For examples of corpus based studies in the field of lexicography,
see, for example, the
Bibliography of papers by Cobuild staff members.
- Linguistics
Corpora are important sources of data for a number of areas within the
wide scope of Linguistics. Some of these are dealt with in more detail
elswhere on this page.
"[A]nalyses of language use provide an important
complementary perspective to traditional linguistic descriptions".
Douglas Biber, in
IJCL 1:2
- Psycholinguistics
(*)
Observing the language found in a corpus can contribute to the creation of
hypothesis about the way language is processed by the mind.
The use of corpora can also contribute to research in language
pathologies. In order to analyse a particular language impairment it
is important to have a very clear picture of the structural and formal
differences between the impairment and its correct form.
- Semantics
(*)
There are various ways in which you can study the meaning of words/utterances. One way is to look at the context in which the word/phrase occurs. Concordances and collocations (*) are often used for this.
Attempts have been made at annotating corpora with semantic annotation, but the avaialbility of such material is limited. Example of how such information can be given can be found by looking at the
Word Net, a semantically annotated lexical database for English.
- Social Psychology
(*)
- Sociolinguistics
(*)
With the existence of corpora provided with sociolinguistic information about the speakers and/or authors of a text has come the possibility of using corpora in sociolinguistic research.
The British National Corpus BNC has been extensively
annotated for various sociolinguistic parameters, such as speakers' age, sex,
and social class, writers' age, sex, domicile, etc. This information is
used in a number of studies, for example by Paul Rayson et al in
Social Differentiation in the Use of English Vocabulary: Some Analyses of
the Conversational Component of the British National Corpus (IJCL 1997:2:1).

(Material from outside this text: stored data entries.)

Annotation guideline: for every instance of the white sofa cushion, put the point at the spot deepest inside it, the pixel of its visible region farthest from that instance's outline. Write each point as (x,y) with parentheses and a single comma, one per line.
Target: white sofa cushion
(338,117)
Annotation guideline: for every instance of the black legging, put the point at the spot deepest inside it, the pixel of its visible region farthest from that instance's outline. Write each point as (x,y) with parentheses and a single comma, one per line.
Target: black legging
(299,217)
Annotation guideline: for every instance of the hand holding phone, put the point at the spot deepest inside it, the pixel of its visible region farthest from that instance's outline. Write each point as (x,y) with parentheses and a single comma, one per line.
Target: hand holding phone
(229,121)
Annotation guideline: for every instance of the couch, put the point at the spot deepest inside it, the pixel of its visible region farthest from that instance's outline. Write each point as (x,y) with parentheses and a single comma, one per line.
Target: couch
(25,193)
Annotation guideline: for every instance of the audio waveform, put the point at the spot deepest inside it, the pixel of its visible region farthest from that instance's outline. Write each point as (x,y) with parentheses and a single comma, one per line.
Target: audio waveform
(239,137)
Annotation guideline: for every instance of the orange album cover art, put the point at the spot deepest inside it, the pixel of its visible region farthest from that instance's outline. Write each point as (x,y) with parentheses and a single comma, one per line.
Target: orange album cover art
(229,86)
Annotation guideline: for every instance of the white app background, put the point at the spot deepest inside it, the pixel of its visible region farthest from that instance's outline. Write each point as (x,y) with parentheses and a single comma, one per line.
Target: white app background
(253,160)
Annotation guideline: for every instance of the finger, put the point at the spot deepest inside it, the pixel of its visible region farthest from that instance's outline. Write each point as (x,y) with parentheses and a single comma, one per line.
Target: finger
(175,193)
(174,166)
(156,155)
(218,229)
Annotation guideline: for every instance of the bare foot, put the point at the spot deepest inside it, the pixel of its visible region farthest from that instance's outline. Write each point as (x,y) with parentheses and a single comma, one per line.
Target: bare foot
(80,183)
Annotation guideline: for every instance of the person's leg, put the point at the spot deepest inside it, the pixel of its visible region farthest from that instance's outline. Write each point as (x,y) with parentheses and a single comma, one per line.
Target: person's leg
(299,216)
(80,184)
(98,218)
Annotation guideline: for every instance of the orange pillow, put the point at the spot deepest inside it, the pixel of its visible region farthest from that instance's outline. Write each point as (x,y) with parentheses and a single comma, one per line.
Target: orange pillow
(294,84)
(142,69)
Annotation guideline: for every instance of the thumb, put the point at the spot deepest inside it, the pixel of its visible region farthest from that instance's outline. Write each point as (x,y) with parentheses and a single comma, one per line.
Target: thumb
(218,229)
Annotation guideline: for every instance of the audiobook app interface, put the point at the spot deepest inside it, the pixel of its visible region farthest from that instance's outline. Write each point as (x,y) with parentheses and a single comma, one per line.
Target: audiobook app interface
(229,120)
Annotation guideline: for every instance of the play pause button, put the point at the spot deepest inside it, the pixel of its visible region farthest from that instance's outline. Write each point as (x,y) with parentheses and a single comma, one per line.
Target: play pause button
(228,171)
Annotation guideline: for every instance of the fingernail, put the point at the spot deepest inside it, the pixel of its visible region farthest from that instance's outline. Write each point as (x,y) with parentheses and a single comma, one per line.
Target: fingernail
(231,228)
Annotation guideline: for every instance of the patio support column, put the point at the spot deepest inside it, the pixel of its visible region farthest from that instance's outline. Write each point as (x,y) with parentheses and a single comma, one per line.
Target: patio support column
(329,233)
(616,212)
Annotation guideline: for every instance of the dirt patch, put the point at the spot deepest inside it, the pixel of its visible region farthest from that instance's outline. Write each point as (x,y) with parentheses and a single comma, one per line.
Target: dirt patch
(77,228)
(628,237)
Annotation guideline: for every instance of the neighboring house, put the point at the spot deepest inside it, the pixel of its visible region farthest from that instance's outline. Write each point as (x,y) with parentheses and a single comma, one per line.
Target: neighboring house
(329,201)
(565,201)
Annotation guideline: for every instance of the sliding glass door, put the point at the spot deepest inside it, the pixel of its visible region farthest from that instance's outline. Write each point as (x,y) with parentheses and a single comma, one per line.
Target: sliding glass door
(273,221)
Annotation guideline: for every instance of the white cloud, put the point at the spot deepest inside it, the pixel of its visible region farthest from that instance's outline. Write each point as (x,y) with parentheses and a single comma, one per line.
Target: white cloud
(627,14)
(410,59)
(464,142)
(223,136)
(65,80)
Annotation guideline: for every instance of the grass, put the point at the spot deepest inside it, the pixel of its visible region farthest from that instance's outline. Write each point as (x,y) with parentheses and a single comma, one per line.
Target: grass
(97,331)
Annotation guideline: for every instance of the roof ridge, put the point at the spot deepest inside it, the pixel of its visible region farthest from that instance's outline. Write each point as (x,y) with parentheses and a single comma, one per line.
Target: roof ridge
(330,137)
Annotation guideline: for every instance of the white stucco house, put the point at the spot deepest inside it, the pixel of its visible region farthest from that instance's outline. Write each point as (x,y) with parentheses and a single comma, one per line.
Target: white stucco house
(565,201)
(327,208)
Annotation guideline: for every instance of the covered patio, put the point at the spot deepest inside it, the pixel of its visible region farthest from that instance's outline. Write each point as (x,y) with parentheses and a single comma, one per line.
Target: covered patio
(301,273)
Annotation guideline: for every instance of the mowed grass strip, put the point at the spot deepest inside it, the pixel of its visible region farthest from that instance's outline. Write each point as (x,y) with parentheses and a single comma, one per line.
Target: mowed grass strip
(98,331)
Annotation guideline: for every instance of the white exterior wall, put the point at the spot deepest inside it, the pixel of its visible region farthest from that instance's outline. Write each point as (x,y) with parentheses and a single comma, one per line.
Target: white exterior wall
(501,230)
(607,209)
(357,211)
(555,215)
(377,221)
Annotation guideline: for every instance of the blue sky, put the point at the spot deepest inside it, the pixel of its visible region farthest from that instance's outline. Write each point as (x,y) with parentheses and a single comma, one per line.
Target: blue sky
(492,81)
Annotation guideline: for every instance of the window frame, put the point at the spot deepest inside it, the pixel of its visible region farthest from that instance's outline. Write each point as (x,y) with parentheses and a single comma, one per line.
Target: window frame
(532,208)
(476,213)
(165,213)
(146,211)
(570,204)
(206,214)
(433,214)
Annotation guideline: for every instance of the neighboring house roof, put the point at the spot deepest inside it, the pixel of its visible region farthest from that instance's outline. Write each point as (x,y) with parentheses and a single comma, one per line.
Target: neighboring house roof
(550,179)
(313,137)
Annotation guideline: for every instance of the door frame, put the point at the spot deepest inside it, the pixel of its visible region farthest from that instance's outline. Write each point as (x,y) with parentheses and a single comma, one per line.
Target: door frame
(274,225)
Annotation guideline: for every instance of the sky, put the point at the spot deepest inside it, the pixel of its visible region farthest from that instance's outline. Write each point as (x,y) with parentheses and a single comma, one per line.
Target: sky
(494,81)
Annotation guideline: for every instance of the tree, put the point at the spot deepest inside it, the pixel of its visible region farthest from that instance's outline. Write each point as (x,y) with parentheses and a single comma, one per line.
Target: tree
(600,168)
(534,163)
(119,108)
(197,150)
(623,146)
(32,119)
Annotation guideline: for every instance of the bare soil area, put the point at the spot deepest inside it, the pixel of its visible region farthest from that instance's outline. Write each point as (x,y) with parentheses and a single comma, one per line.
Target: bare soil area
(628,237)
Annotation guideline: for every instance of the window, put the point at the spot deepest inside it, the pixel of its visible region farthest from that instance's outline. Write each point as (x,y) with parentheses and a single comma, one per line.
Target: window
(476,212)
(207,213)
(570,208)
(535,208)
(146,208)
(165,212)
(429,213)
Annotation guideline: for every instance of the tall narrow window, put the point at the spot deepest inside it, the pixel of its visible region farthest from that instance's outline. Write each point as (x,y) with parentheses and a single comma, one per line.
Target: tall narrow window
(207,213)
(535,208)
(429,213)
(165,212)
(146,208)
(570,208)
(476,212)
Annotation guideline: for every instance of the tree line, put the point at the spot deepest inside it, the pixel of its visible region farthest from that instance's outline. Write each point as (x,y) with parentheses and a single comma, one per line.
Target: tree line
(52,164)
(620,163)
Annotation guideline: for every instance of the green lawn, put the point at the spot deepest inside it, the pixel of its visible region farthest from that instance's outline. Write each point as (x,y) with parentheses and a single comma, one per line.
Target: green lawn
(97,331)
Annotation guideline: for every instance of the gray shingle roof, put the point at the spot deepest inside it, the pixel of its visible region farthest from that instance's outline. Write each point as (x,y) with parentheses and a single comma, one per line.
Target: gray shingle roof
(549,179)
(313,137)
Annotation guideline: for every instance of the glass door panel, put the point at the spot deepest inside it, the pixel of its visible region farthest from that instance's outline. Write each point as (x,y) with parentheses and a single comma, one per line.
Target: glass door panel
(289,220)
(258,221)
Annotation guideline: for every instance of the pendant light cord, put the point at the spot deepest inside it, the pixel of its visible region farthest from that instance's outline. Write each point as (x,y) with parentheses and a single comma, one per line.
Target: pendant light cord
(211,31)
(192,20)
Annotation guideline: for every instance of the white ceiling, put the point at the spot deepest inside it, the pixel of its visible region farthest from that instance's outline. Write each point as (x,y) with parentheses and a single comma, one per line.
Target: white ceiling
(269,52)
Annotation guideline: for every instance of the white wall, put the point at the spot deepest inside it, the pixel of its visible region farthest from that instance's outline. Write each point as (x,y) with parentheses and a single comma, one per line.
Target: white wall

Another corpus with sociolinguistic annotation is the COLT
Corpus of London teenager language. See, for example,
Girls' conflict talk: a sociolinguistic investigation of variation in the verbal
disputes of adolescent females by A-B Stenstrom and I.K. Hasund.
Historical corpora are also being used
for sociolinguistic research. See, for example, the
Sociolinguistics and Language History Project.
- Speech
(*)
The first computer-readable corpus of spoken discourse was the
London-Lund
Corpus (LLC). It contains about 500,000 words of spoken British English, transcribed
and provided with prosodic annotation. The LLC was compiled to be used for
linguistic research primarily. Since then, many corpora of spoken
text have been compiled for various other research tasks, especially
for use within
the fields of speech science and speech technology.
There are several areas where spoken corpora are used. One is looking at
spoken language as a variety of natural language, sometimes in comparison
to written language. In such studies, a corpus of orthographically
transcribed language,
such as the BNC, can be
(and has been) used.
Spoken
corpora are also used within the fields of speech technology and speech
science. Example of such research tasks are teaching computers to
produce and understand speech. The study of acoustic and
phonetic phenomena of speech is important in, for example, the expanding
commercial sphere of telecommunication.
Producing transcribed spoken corpora with detailed
annotation is a time-consuming and, therefore, costly procedure,
which is why few such corpora are freely available.
Read more about spoken language corpora activities
here (external link)
- Stylistics
(*)
The availability of corpora with large collections of texts from different genres, authors, media, etc. opens up new possibilities in the research area of Stylistics. Texts of different kinds can be compared to each other to find text type specific features. General corpora can serve as a frame of reference, something to compare other texts with.
One area of Stylistics where corpora have been used is in authorship attribution
(see, for example, P. de Haan, 1997
).
Another example of how corpora can be used in Stylistics is given in T. Tabata's
essay on the use of statistical methods to investigate the changes of style in a corpus of Dicken's writings.